The film, screened on the other side of this paper, plays on a loop, its first shots showing the camera lens going in and out of focus on its subjects, two gun-store employees. Like a Central Casting cliché, the duo is middle-aged, white, wearing baseball caps (one with the store logo on it, the other with “Trump Fence Building Co. Free Installation” stitched onto the front panels) and T-shirts in various states of cleanliness or grime, and standing against a row of rifles and semi-automatic weapons. It’s a picture-perfect beginning, the artist literally focusing on the two men and what they’re saying.
Or, to be more specific, what they’re reading. The two fumble their way through several pages from the extraordinarily complex work of German philosopher Carl Schmitt. My superficial understanding of his “friend” and “enemy” paradigm—based on my reading and curator Juli Carson’s incisive, if overwritten, exhibition pamphlet—is that the labels are often inaccurate ways political organizations perpetuate the separation of “us” and “them.” This increasing dissociation is passed to groups of people that are within the organization, eventually leading to factions of people gathering together under one banner or another, with the end result an act of violence. What’s not explained in the film is that Schmitt was an unrepentant Nazi Party member hauled in front of the Nuremberg Trials for his collaboration and that the writings are his defensive apologia for fascism and anti-Semitism.

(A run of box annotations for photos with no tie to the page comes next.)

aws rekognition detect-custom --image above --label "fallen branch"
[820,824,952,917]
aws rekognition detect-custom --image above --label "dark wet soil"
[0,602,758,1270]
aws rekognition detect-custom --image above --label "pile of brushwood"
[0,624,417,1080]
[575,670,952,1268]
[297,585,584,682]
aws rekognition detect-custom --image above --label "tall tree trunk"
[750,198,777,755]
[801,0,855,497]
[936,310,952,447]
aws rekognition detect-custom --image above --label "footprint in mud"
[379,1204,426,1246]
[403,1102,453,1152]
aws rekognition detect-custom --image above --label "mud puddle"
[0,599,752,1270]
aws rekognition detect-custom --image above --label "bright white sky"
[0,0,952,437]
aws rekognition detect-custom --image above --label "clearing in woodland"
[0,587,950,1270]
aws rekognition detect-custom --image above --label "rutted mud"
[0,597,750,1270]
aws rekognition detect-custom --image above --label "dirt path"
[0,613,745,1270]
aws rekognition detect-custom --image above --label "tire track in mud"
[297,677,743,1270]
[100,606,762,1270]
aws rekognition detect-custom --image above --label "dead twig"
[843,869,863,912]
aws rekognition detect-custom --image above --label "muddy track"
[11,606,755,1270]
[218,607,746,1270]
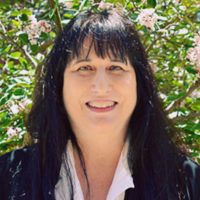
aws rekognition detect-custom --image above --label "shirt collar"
[55,141,135,200]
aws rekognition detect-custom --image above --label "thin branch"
[172,112,200,122]
[74,0,88,16]
[166,78,200,114]
[0,32,37,67]
[48,0,63,33]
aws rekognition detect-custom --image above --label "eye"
[109,65,123,71]
[78,65,92,71]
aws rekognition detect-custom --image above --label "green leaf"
[12,19,20,28]
[64,13,74,19]
[191,103,200,111]
[14,88,25,96]
[147,0,156,8]
[19,33,29,44]
[19,14,28,21]
[10,51,21,58]
[11,10,20,17]
[0,93,12,106]
[0,46,10,53]
[19,57,28,67]
[31,44,38,53]
[40,32,49,39]
[20,9,32,16]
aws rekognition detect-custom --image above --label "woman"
[0,10,200,200]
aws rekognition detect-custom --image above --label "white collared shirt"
[55,141,134,200]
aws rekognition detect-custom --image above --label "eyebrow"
[73,58,127,65]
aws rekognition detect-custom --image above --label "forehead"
[72,38,128,63]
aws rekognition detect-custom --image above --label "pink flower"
[186,46,200,68]
[10,105,19,114]
[64,2,74,8]
[28,15,37,23]
[98,1,113,10]
[174,0,179,6]
[194,35,200,45]
[137,8,158,31]
[38,20,51,32]
[30,39,37,45]
[23,16,51,44]
[6,126,22,139]
[20,99,32,108]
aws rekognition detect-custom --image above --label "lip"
[86,100,118,113]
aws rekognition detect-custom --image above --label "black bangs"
[65,10,130,62]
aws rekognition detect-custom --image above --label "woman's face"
[63,42,137,138]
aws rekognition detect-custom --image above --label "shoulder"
[0,145,39,200]
[0,145,36,174]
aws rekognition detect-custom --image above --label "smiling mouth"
[86,102,118,112]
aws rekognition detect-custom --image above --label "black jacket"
[0,145,200,200]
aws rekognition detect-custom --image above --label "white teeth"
[88,102,115,108]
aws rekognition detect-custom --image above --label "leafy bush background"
[0,0,200,163]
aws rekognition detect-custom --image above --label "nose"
[91,68,112,95]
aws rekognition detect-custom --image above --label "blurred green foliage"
[0,0,200,163]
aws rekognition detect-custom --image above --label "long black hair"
[28,9,188,200]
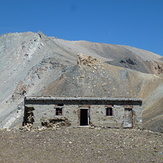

The men mispronounce words and steamroll through the dense academic text without nuance, and at first, they have no clear understanding of what they’re reading. Sections repeat more than once, with each of the men stopping and starting as they feel more comfortable with the material, have a question for Mismar, or answer phone calls and customer queries. The artist periodically asks them to try to look at the camera as they read, but he otherwise stays relatively silent, respectfully correcting a pronunciation or offering a word definition only when one of the men gets confused and specifically asks for it.